There are DC heroes I’ve played with as toys, or seen in cartoons, or have some general inkling of the existence of.
Then there is Deadman. I’ve got nothing except for open contempt for writer Paul Jenkins, who seems to have the uncanny ability to let interesting plots lie just beyond the tip of his pen while he jots down page after snoozy page of circular interior monologues.
Even if he upholds his soporific reputation here on DC’s new superhero anthology title, at least we’ll only have to sit through it for a few months.
DC Universe Presents #1
Written by Paul Jenkins, art by Bernard Chang
Rating: 1.5 of 5 – Weak
In a Line: “And so Johnny Foster becomes yet another living brick on my path to enlightenment.”
#140char Review: DCU Presents #1 features Deadman & way too much interminable chatter in the hands of Jenkins, who couldn’t find a plot w/a compass in hand.
CK Says: Skip it!
DC Universe Presents #1 features Deadman in an issue that is totally dead on arrival.

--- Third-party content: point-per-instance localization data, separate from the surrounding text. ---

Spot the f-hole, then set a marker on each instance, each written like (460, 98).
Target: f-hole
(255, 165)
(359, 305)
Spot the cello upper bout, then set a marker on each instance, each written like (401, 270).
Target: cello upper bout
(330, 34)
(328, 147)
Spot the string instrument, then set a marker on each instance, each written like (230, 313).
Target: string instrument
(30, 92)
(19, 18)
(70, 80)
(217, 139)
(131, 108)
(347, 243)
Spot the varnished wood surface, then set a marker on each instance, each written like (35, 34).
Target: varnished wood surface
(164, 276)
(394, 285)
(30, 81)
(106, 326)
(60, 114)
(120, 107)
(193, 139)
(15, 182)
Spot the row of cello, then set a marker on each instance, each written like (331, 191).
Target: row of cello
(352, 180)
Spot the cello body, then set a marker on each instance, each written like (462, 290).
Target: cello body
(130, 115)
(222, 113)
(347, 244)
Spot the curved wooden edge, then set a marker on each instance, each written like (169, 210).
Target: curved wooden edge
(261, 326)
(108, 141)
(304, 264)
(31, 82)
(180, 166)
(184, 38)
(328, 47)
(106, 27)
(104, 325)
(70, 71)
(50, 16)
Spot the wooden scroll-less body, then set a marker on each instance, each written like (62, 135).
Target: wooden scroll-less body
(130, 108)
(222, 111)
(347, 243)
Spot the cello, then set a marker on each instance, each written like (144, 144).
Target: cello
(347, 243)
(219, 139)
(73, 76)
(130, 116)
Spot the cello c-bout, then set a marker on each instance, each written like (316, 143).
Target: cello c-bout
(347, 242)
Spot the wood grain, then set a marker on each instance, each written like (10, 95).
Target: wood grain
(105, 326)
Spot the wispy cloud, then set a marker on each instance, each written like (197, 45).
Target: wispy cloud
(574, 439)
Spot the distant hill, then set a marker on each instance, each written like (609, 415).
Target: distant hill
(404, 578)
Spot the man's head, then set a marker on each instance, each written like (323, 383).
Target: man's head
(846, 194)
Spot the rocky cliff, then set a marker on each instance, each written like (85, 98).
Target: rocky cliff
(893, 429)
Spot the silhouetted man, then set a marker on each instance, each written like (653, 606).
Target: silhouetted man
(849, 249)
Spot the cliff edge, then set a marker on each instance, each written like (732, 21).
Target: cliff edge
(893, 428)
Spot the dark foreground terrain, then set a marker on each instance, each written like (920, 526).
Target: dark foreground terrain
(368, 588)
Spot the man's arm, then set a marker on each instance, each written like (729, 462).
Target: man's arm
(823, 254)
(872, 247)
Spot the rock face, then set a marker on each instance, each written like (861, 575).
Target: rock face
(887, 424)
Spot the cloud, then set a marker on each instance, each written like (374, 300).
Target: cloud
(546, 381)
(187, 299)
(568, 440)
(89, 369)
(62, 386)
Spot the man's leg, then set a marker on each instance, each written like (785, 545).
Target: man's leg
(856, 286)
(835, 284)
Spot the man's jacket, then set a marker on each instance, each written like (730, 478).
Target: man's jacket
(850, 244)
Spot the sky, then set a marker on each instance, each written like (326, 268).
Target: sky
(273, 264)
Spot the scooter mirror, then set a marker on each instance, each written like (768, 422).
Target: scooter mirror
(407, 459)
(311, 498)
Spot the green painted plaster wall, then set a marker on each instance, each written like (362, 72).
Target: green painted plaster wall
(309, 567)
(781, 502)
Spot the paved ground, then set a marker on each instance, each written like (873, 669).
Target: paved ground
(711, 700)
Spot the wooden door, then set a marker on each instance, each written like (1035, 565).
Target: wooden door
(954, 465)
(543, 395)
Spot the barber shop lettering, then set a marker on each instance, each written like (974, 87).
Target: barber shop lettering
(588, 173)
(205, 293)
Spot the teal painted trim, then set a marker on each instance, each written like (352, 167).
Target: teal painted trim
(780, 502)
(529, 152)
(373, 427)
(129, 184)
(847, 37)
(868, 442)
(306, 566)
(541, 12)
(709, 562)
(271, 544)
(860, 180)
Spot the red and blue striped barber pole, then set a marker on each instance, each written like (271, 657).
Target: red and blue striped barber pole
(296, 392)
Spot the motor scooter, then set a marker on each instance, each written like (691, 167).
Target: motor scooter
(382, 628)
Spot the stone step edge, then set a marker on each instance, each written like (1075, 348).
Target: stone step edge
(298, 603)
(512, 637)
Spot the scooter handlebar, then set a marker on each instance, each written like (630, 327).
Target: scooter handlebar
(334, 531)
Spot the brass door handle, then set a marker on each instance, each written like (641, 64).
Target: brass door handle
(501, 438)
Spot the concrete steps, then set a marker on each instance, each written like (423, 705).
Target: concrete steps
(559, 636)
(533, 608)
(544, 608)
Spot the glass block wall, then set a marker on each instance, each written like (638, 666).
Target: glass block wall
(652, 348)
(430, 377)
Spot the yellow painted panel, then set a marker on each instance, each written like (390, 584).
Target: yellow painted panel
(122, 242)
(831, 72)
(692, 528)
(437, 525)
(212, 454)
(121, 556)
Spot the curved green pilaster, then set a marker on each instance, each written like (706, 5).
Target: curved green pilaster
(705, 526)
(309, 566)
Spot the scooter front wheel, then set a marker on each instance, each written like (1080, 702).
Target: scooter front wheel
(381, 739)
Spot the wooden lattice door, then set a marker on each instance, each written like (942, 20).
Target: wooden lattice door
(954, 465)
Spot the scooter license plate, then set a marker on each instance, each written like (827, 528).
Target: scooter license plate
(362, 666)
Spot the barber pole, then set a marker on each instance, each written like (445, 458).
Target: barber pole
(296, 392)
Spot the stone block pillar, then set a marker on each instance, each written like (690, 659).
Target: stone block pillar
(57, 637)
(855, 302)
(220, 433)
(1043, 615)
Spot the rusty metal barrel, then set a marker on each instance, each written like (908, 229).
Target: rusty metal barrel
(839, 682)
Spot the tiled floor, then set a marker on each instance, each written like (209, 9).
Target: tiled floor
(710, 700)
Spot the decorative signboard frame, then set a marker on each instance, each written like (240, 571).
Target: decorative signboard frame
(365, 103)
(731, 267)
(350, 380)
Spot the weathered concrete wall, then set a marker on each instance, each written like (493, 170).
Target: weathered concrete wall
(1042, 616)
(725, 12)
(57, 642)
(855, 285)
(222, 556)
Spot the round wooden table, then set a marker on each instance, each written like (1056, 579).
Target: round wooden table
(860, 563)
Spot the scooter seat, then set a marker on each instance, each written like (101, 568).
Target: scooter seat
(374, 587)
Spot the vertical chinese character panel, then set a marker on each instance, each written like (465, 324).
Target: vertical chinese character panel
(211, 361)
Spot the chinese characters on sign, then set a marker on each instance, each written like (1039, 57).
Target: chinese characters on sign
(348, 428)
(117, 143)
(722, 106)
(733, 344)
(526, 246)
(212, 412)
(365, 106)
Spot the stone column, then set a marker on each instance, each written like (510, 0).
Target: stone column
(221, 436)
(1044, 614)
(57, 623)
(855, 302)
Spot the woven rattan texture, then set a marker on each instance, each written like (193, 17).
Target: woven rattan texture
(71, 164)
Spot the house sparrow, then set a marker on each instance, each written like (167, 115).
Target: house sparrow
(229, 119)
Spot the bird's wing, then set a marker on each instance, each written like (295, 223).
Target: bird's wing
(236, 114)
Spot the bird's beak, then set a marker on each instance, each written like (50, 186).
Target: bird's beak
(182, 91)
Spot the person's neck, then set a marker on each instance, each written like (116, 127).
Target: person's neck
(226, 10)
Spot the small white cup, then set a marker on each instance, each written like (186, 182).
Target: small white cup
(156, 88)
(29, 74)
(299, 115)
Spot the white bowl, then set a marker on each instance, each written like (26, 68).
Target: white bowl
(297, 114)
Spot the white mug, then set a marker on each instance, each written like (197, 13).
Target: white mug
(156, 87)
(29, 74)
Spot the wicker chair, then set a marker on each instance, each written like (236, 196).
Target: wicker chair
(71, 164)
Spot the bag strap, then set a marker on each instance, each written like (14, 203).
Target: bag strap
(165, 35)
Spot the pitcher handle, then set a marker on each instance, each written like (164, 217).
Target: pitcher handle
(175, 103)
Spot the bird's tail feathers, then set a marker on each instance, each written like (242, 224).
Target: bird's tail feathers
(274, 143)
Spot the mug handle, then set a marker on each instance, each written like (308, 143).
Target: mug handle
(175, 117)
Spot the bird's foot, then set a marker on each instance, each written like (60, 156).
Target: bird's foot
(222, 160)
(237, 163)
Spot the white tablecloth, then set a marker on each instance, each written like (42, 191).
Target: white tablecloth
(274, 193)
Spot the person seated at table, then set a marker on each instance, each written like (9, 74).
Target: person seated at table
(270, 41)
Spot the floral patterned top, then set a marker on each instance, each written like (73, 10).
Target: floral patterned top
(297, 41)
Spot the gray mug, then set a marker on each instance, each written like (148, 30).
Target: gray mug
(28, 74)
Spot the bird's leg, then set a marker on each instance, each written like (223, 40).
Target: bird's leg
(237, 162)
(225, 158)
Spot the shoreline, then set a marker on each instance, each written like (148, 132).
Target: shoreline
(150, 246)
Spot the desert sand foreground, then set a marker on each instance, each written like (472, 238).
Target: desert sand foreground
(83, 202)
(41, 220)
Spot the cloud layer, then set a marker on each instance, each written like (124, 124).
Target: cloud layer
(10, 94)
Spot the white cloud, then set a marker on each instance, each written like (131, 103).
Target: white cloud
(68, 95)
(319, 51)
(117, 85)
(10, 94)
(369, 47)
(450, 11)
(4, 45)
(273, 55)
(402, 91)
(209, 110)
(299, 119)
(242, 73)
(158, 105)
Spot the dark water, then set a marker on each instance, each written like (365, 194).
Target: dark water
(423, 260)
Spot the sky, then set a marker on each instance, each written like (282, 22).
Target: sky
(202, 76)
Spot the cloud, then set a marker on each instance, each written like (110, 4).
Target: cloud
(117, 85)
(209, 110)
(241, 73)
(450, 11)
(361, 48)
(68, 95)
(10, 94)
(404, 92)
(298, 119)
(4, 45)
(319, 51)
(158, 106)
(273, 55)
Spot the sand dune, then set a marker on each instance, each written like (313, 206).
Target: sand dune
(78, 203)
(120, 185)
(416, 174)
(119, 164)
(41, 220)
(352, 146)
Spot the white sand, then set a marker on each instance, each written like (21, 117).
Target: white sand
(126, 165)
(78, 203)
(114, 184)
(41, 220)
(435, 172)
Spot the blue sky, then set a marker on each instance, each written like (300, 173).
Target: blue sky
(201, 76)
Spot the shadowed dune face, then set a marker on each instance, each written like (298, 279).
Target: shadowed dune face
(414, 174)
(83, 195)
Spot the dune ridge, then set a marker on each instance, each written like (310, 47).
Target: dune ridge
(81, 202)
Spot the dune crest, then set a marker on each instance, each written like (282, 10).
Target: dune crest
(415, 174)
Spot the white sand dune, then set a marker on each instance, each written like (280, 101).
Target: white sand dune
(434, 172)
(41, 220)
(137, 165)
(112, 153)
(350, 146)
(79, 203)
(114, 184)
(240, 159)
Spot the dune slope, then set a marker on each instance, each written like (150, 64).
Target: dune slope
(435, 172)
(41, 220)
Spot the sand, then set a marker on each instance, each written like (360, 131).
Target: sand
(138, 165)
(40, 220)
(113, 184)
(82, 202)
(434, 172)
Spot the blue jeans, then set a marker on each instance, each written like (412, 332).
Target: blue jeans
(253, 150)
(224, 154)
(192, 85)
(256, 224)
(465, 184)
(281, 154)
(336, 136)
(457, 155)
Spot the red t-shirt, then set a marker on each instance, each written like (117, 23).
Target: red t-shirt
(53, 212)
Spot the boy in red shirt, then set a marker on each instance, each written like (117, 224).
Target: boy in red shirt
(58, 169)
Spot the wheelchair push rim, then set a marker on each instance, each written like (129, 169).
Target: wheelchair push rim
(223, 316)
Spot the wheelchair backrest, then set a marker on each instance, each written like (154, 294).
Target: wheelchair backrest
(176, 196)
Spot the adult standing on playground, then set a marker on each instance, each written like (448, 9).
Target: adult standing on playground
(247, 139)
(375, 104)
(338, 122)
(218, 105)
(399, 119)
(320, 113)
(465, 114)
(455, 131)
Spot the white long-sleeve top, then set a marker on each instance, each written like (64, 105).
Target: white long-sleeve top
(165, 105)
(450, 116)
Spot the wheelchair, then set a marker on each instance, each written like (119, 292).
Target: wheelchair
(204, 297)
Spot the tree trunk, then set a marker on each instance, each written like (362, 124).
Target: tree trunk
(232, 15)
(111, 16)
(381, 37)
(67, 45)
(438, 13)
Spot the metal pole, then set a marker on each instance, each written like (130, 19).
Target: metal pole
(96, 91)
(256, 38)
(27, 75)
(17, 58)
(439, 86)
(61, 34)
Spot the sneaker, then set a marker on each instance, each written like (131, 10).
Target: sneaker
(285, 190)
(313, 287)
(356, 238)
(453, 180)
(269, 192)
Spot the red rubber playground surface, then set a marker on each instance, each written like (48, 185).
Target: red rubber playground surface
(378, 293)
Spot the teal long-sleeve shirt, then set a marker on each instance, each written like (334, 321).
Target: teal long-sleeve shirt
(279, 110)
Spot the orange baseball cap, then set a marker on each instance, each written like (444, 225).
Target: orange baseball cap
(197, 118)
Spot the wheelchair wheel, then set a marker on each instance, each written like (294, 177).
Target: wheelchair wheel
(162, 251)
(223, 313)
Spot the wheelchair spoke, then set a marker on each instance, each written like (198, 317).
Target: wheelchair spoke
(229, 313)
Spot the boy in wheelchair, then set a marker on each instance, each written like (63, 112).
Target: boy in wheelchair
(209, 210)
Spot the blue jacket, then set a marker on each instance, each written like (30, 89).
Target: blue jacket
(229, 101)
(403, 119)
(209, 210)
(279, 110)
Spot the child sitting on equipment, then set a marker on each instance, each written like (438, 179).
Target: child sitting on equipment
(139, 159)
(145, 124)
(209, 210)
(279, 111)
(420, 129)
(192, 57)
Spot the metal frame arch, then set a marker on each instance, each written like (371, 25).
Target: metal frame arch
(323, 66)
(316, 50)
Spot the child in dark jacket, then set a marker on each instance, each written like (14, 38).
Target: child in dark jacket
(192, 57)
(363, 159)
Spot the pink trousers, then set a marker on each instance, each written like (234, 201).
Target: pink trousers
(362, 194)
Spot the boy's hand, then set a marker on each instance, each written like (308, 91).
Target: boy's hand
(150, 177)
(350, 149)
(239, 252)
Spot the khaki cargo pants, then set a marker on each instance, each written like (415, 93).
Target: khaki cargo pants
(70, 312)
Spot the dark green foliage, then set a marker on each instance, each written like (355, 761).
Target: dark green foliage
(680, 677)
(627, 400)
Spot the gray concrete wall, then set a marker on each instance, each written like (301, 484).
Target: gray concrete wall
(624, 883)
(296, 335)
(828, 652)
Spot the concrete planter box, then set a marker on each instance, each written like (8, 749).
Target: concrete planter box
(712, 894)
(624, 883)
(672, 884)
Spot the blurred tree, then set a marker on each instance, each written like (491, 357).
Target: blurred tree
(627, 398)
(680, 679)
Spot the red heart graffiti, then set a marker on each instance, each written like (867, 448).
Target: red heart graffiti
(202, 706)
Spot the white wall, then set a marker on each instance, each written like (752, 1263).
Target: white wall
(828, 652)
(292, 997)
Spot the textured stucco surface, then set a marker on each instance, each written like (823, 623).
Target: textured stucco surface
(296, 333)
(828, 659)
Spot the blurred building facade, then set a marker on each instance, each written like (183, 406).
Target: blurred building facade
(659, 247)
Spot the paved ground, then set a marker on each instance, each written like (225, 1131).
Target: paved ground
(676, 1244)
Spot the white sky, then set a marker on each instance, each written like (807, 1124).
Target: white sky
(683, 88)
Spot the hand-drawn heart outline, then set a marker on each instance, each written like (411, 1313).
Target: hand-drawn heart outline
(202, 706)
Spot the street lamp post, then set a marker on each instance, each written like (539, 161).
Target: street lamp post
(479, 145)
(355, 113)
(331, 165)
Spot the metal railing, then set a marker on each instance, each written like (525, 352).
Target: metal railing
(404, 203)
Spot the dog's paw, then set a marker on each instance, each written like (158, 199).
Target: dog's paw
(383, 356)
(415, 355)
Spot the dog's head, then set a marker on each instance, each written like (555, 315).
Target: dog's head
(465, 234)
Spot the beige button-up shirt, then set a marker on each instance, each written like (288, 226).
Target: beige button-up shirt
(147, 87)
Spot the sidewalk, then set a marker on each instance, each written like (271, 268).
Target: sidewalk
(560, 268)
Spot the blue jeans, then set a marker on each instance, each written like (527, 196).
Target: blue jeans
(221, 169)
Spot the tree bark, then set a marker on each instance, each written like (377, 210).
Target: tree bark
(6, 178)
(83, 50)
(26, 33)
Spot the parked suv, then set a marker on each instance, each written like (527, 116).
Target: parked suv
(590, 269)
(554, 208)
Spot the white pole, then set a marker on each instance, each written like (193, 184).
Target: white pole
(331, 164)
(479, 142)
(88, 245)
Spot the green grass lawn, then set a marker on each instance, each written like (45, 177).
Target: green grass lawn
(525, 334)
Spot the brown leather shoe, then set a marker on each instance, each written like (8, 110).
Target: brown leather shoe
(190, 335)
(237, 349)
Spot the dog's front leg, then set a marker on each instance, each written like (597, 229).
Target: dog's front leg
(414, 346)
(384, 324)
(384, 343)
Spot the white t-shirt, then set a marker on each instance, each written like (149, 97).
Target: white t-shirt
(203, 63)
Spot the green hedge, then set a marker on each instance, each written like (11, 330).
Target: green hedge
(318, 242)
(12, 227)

There is recapping a character’s origin, and then there is over-explaining. There is using caption boxes to good effect, and then there is needing an editor to intervene. Welcome to the world of Paul Jenkins. He achieved the same soporific effect on this summer X-Men: Prelude to Schism mini-series.
Despite a witty introduction, this comic is one unending stretch of Jenkins’s dull version of Deadman’s internal monologue. Yet, after notching what is surely the highest word count of every new DC book so far, he doesn’t even manage to appropriately explain what Deadman’s power actually does. Sure, he can inhabit bodies and influence their actions, but is he in complete control? When he enters a body he’s assigned to can he leave willingly, or is he stuck like Scott Bakula on Quantum Leap? I’m not saying a first issue should try to explain everything – I’m just saying a first issue that does this much explaining should try to explain something the readers actually care about.
Instead, we get Deadman’s existential angst, worrying that haunting people isn’t as fun as it used to be, a four page chase scene to introduce a minor plot mcguffin, and a two page montage of previously inhabited bodies that just won’t end.
It’s a pity Jenkins writes this one into the ground, because Bernard Chang’s art is attractive. Or, it would be, if not for the overbearing, too-shiny colors. The colors make Chang’s pencils seem overly glossy, when they’re clearly pretty textured – at points evoking John Romita Jr. Only on Deadman’s otherworldly benefactor do the colors hit their mark.
Maybe Jenkins has a thrilling plot in mind for this opening arc of DCU Presents, but his recent track record points to a probable flatline. I don’t think I could stand to read through another overly-written issue.